In the scraped source data, critic reviews appear as individual entries, sometimes associated with the same publication. Reconciling these many-to-one relationships requires aggregation logic that consolidates scores by publication while resolving occasional duplication.

This process performs that reconciliation by combining individual critic responses into legible review round-ups — and it does so without sacrificing voices. While scores are summarized for comparison, the constituent reviews are preserved and exposed as context, allowing the frontend to present both concise metrics and the rich commentaries underlying them.

In this way, the review transformation defines how a film’s reviews are represented to users, balancing comparative clarity with preserved critical context, and expressing that logic directly within the modeling layer rather than embedding it in the frontend.

Usage Analytics

To better understand how users interact with the application, I implemented a lightweight, event-based analytics system that captures key frontend events and stores them in a dedicated PostgreSQL table.

The system is designed around a simple API layer (`/api/analytics`) that receives structured event payloads from the frontend and writes them to an append-only `analytics_events` table. Each event includes a timestamp, event type, and a extensible metadata structure, enabling the system to capture evolving interaction patterns without requiring frequent schema changes.

Two core event types are currently tracked:

`page_view` — logs visits to application pages, recording the URL path
`outbound_click` — captures clicks from the calendar to official venue pages for screened films, recording the destination URL and associated screening metadata

The `outbound_click` events are particularly meaningful, as they bridge user interaction with real-world intent. These events reflect moments where users move from browsing the application to engaging with a film at its source, providing a direct signal of interest and intent.

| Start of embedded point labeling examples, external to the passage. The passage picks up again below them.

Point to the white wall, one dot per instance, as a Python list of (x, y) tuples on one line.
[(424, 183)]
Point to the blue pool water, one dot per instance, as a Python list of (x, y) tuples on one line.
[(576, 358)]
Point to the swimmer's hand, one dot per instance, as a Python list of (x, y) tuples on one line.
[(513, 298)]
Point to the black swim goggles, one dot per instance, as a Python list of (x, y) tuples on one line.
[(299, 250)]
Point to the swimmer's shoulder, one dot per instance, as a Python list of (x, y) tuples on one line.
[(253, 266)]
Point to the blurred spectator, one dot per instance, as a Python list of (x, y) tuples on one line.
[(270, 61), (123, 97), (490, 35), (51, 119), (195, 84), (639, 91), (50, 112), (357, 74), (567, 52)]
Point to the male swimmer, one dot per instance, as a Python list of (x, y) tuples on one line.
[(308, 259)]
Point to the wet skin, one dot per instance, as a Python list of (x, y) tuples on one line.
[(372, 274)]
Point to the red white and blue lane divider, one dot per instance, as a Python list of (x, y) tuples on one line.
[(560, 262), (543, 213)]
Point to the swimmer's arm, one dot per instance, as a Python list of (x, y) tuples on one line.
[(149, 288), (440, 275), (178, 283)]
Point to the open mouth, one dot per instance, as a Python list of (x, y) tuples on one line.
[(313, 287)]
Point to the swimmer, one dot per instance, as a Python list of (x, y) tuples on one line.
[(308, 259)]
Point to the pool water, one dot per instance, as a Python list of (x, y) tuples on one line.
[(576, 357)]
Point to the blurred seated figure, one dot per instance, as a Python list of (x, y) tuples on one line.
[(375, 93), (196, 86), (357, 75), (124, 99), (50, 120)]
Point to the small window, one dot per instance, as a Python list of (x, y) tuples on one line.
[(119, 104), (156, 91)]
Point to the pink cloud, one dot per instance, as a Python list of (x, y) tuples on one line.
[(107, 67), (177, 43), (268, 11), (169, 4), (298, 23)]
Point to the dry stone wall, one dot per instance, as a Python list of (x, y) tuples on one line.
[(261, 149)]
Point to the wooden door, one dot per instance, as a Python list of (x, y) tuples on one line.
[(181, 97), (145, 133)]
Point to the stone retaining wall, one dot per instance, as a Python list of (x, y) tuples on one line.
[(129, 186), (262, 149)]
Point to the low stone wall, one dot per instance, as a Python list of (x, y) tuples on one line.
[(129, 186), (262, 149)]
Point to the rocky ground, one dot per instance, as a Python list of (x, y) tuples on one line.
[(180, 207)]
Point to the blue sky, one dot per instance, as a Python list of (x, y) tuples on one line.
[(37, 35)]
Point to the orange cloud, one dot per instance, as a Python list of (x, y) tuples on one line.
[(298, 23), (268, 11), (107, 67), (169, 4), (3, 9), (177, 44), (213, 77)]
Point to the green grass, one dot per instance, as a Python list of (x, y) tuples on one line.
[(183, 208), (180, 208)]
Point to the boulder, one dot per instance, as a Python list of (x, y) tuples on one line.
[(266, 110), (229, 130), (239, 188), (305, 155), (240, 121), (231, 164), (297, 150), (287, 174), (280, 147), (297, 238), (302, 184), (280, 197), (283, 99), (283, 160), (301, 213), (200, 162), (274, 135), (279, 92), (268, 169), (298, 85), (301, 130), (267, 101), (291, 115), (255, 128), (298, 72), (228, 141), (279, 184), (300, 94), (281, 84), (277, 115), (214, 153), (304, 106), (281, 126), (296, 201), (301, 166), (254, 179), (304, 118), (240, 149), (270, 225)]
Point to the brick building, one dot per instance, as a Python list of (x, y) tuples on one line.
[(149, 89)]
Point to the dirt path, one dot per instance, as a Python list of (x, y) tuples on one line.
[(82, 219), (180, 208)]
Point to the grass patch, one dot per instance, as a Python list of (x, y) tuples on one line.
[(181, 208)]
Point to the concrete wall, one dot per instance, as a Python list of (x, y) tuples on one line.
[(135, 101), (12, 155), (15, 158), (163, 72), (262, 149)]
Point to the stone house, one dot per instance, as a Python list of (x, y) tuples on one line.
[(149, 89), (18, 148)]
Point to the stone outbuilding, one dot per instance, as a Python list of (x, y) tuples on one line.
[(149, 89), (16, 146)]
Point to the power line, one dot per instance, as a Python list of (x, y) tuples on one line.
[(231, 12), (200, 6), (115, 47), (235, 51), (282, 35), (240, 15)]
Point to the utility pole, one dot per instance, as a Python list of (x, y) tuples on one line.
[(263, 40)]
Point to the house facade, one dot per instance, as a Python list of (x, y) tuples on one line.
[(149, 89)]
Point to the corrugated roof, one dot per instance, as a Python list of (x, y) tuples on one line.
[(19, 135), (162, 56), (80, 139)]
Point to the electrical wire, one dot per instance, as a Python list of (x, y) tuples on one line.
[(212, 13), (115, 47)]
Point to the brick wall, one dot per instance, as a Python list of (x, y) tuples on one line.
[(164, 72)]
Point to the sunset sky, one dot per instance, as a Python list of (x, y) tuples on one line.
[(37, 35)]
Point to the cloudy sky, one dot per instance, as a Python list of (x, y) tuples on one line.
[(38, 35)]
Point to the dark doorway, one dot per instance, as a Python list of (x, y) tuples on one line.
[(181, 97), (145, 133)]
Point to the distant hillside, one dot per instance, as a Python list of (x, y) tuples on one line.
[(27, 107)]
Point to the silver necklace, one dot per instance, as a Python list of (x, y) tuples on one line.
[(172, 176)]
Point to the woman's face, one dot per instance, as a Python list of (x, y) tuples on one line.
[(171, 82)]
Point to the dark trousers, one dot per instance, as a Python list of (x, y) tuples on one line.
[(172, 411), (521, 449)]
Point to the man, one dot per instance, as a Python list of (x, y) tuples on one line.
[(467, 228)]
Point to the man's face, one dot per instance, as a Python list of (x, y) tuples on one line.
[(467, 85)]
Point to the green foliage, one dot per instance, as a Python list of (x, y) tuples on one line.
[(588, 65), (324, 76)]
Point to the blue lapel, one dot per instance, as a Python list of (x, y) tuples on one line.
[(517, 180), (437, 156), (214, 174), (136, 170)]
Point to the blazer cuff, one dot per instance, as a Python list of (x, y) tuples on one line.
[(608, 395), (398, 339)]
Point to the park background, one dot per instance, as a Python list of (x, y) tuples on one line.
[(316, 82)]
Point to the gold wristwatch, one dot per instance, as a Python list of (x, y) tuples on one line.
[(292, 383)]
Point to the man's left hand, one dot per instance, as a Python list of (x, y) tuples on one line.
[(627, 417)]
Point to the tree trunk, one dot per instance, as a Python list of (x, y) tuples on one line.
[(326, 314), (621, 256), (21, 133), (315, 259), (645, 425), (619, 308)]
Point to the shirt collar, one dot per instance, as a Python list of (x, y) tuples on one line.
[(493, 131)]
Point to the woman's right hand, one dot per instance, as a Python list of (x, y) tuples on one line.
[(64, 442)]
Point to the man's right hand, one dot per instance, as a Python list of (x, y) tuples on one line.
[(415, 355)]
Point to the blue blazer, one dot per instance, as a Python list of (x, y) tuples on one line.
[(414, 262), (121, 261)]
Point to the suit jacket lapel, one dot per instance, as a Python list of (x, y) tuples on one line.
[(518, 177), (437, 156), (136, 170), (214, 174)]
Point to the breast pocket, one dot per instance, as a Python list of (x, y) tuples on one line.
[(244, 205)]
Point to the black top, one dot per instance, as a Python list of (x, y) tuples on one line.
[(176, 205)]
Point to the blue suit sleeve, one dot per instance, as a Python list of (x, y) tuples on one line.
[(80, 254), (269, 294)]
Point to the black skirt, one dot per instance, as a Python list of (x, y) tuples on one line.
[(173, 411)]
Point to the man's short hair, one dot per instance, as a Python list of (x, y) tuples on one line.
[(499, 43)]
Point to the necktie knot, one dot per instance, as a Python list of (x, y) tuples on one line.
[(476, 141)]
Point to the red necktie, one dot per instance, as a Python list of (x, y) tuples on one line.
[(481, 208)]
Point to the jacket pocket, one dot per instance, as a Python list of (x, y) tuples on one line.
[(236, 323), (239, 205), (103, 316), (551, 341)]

Importantly, this analytics system operates independently of the ingestion and transformation pipeline. Unlike the core modeled datasets, which are refreshed daily via dbt, the analytics event table persists across runs and grows incrementally over time, enabling longitudinal analysis of user behavior.

This design provides a strong foundation for future analysis, such as:

identifying high-interest films or venues
comparing engagement across time ranges
measuring the effectiveness of UI changes or feature additions

Together, these capabilities position the analytics layer as a foundation for continued product insight and iteration.

Frontend

The frontend is what makes The Indie Cini an usher, rather than a marquee. It forms an accessible guide of interactive dashboards from a dense dataset of screenings and reviews. Rather than transform this tailored dataset further, the frontend deliberately constrains itself to interpretation: its focus is to legibly present the canonical views that it consumes from upstream.

The frontend first offers broad overviews, allowing users to orient themselves quickly. Then as user interest narrows, it exposes additional detail through hovercards, tooltips, and interaction. In this way, the interface manages informational density as users shift between exploration and decision-making, fulfilling its role as an interpretive layer without requiring mode switches or navigation breaks.

The frontend realizes its interpretive role by coordinating several surfaces around the user’s changing focus. That focus is first established by the calendar views, which provide temporal overviews of available screenings, with runtime and venue encoded visually. The review dashboard then interprets this same scope evaluatively, contextualizing the calendar’s screenings within critical reception via side-by-side critic scores.

When review comparison prompts narrowing, film-level highlighting allows specific titles to be tracked across views, isolating their screenings in the calendar without breaking the frame of reference. Global filters operate at a broader level, constraining the overall scope by venue, runtime, or release type.

Together, these surfaces allow focus to narrow progressively without splintering across the interface, supporting exploration and decision-making as a single continuous process.